The Lerma–Chapala–Grande de Santiago basin and associated systems have four endemic cambarid crayfish: Cambarellus chapalanus, C. lermensis, C. prolixus and Procambarus digueti.

==Pollution==
The Lerma River has had chronic problems with pollution. Most of the problems are due to untreated and under-treated wastewater being discharged into the river. Reservoirs constructed to control the highly varied flow of the river are often choked with water hyacinths due to eutrophication caused by the untreated effluents. The most important industries in the Lerma River area are those that produce meat, dairy, produce, beverages, pulp and paper, leather goods, petrochemical and chemical products. Little or no emphasis on wastewater treatment and recycling has been imposed upon these economic activities.

The situation became extremely bad in the late 1980s because of uncoordinated water policies that did little or nothing to regulate water use among competing interests and failed to consider the effects of upstream activities to those living downstream. Government plans were drawn up due to intense public pressure leading to improvement of the water quality in the 1990s. By 1997, 45 plants with a treatment capacity of 5.72 m3/s were operating on a regular basis with an average running efficiency of about 70 per cent. Six further treatment facilities were under construction to raise the regional capacity to 9.56 m3/s. In Lake Chapala, into which the Lerma River flows, water quality improved from 90% of the lake having poor water quality in 1989 to 85% of the lake having good quality in 1997. However, the worst water quality was still closest where the Lerma River discharged into the lake.

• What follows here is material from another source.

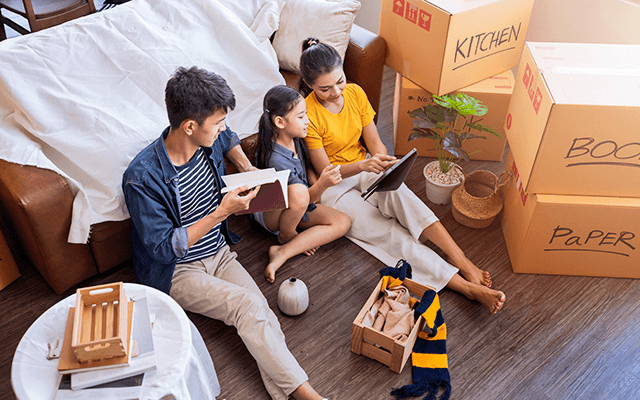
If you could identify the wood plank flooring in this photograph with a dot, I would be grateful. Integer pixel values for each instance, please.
(557, 337)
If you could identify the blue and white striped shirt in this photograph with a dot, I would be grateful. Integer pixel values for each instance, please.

However, in the decade beginning in 2000, contamination levels of the river system were alarming, with studies in Michoacán and Guanajuato documenting an increase in cancer and neurocysticercosis in populations that live near the river. The Lerma River portion of the Lerma–Chapala basin is considered to be the most polluted, especially in stretches closest to its source near Almoloya del Río. Since 2005, industrial contaminants have become a serious concern as well as the continuing loss of plant life in and around the river itself. In 2005, thousands of fish suddenly died in the river in the municipality of Pénjamo in Guanajuato state when effluent flow depleted the oxygen in that part of the river. The lower parts of the river, closer to Lake Chapala are in better shape because there is less urbanization there.